Por exemplo, digamos que o costume dos adeptos do visual grunge seja tão arraigado que constatamos que todos os que têm camisas de flanela são grunges. Desta forma, podemos baixar a seguinte sentença:

Todos aqueles que usavam camisas de flanela eram grunges.

Também podemos dizer que o som grunge é fundamentalmente composto por um rock básico com letras profundas. Suas guitarras são distorcidas e os vocais são rasgados, viscerais. As temáticas não falam de demônios, como as dos grupos de heavy metal, a não ser dos interiores. Também não são diretamente políticas, como as dos punks. Falam mais sobre as contradições de um mundo dissonante com as realidades internas. Isso não é inédito na música, mas é um distintivo dos grunges, e foi com eles que essa abordagem esteve presente na música no começo da década de 90. Então, podemos dizer que…
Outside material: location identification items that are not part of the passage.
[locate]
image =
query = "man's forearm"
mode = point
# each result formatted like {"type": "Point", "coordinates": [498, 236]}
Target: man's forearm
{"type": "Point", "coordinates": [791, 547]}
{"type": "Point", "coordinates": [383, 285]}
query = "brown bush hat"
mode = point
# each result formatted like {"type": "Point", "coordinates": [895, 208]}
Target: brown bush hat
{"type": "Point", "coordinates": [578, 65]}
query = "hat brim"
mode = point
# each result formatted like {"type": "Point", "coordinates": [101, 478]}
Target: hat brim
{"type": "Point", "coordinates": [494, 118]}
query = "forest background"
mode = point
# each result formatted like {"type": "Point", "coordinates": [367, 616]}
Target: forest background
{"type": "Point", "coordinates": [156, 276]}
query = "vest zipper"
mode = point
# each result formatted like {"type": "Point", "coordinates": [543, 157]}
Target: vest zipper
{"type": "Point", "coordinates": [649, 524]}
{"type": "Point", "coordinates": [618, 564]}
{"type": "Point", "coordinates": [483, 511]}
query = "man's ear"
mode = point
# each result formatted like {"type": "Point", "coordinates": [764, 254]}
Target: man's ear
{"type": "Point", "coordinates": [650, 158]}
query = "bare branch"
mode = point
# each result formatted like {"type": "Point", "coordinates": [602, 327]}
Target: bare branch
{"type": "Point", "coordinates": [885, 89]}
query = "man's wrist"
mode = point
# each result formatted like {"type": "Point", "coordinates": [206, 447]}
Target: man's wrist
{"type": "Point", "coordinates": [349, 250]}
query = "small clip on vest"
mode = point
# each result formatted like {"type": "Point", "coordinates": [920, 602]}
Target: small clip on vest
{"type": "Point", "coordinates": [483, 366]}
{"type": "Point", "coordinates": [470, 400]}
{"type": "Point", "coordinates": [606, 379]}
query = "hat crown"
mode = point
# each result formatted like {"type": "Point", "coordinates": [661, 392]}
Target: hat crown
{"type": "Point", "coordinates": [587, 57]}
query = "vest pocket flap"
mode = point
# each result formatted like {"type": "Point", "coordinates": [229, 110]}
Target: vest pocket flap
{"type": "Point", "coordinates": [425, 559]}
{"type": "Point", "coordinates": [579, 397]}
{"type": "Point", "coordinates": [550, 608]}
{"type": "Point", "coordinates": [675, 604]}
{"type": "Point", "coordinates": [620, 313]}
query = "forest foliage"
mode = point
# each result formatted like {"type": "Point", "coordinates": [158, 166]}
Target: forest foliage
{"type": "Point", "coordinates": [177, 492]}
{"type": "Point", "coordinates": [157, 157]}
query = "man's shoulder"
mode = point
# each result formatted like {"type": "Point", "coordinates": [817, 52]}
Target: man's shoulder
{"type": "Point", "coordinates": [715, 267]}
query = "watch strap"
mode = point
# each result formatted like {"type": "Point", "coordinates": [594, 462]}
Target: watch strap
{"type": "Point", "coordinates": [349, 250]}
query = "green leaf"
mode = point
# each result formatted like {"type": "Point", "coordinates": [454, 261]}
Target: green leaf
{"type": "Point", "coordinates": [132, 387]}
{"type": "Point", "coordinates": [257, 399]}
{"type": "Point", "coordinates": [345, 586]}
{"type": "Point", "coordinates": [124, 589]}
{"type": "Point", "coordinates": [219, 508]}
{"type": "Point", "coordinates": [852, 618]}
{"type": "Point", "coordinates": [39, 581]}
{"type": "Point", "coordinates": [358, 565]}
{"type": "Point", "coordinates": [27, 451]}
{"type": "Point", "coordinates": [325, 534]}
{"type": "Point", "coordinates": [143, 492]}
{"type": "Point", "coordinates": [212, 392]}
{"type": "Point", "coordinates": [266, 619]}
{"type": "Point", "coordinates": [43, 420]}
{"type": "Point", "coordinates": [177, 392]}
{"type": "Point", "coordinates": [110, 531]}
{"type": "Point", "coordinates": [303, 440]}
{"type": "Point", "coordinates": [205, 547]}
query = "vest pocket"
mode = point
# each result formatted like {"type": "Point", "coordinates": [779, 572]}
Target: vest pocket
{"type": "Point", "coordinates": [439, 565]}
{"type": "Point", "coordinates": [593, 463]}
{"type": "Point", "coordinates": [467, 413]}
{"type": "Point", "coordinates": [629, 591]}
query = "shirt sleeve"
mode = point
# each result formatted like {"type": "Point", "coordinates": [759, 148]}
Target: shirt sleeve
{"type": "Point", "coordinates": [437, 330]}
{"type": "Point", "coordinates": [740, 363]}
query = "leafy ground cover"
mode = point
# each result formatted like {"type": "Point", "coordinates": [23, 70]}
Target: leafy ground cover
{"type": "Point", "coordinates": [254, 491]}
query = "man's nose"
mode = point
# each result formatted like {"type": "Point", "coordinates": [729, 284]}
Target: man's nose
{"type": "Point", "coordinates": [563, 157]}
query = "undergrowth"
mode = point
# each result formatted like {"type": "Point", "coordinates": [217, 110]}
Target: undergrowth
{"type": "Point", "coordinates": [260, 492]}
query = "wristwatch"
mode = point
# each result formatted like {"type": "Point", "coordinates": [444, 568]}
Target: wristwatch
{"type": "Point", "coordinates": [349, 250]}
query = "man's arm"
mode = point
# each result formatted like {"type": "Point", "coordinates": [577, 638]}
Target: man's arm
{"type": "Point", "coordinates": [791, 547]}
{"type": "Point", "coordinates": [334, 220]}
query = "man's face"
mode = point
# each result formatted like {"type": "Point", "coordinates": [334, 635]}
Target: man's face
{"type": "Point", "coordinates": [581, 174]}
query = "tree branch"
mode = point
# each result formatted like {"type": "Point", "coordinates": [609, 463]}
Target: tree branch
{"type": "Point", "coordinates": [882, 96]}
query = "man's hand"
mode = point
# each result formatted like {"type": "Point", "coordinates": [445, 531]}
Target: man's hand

Todos os que falavam de angústia na década de 90 eram grunges.

… o que, pela mecânica dos silogismos, resulta na seguinte conclusão:

Todos aqueles que usavam camisas de flanela falavam de angústia na década de 90.

Isso obviamente é falacioso, mas por que, se as premissas parecem válidas? E mais: se é preciso que haja distribuição onde em ao menos uma das premissas espere-se atingir a universalidade, o que dizer daqui, onde ambas as premissas são universais (todos)?

Não há como evitar fazer uma breve recapitulação. Um silogismo tem o objetivo de extrair, a partir de duas premissas, uma conclusão válida, que talvez nem seja verdadeira, mas que não pode produzir nenhum absurdo. O que liga as duas premissas é o que conhecemos por termo médio, um elemento que pode ser enxergado em ambas, mas que fica excluído da conclusão porque já cumpriu sua função de concatenar as premissas. As regras dos silogismos estipulam que as premissas precisam, em pelo menos um momento, que o termo médio seja abrangido em sua totalidade. Do contrário, nada poderá ser concluído. Olhando para o silogismo proposto, temos que o termo médio em ambos está no predicado. Ele precisa estar se referindo a todos os membros da categoria proposta ao menos em uma das premissas.

Ora, temos então duas distribuições totalizantes, e não somente uma, já que tanto na premissa maior quanto na menor a categoria está apontada na totalidade, certo? Bem, não.

Embora tanto a premissa maior quanto a premissa menor falem de totalidades, é uma universalidade falsa, porque não diz respeito ao termo médio. E isso traz um defeito. Falamos em todos os que usam camisas de flanela e todos os que falam de angústia, mas não falamos de todos os grunges em nenhum momento, e isso provoca uma ilusão em quem olha para o silogismo. Flanelados podem ser dançarinos de quadrilhas, idosos, andarilhos e qualquer outra pessoa que aprecie o tecido. Lamentosos podem ser da MPB, do samba, do (eca!) sertanejo. Além disso, a filosofia grunge não exclui camisas que não sejam de flanela, nem canções que não falem de miséria humana. Por isso, a articulação entre as frases contém um defeito lógico, e isso faz dela uma falácia formal, chamada de termo médio não distribuído, da mesma família dos ilícitos maior e menor.

O termo médio é discreto, pelo fato de não aparecer na conclusão de um silogismo. Este modelo de pensamento precisa de uma mediação, porque as premissas não são suficientes para que se perceba o encadeamento lógico. Como Aristóteles queria reduzir o pensamento a formulações, percebeu que era necessário em elemento de ligação entre premissas, algo que fosse comum a ambas e pudesse estabelecer um vínculo racional.

Já expliquei que, no exemplo dado, temos uma falácia formal, que é dedutível por si mesma. No caso, o termo médio, além de não ser tomado em sua máxima extensão em nenhuma das duas, liga duas premissas que não possuem identificação entre si, e isso resulta no pensamento absurdo.

Minhas fotos estão lá, esperando a próxima mudança. Quem vive de aluguel é assim mesmo, pulando de galho em galho. Às vezes me sinto como o eu-lírico da canção Pais e Filhos, do Legião Urbana: “Já morei em tanta casa que nem me lembro mais”. Bons ventos a todos!

Recomendação de leitura:

É um livro que fala sobre a principal figura do movimento grunge, a mais emblemática de todas, que minha nora inclusive utilizou em sua monografia de formação na faculdade de jornalismo.

CROSS, Charles. Mais Pesado que o Céu: Uma biografia de Kurt Cobain. Rio de Janeiro: Globo, 2002.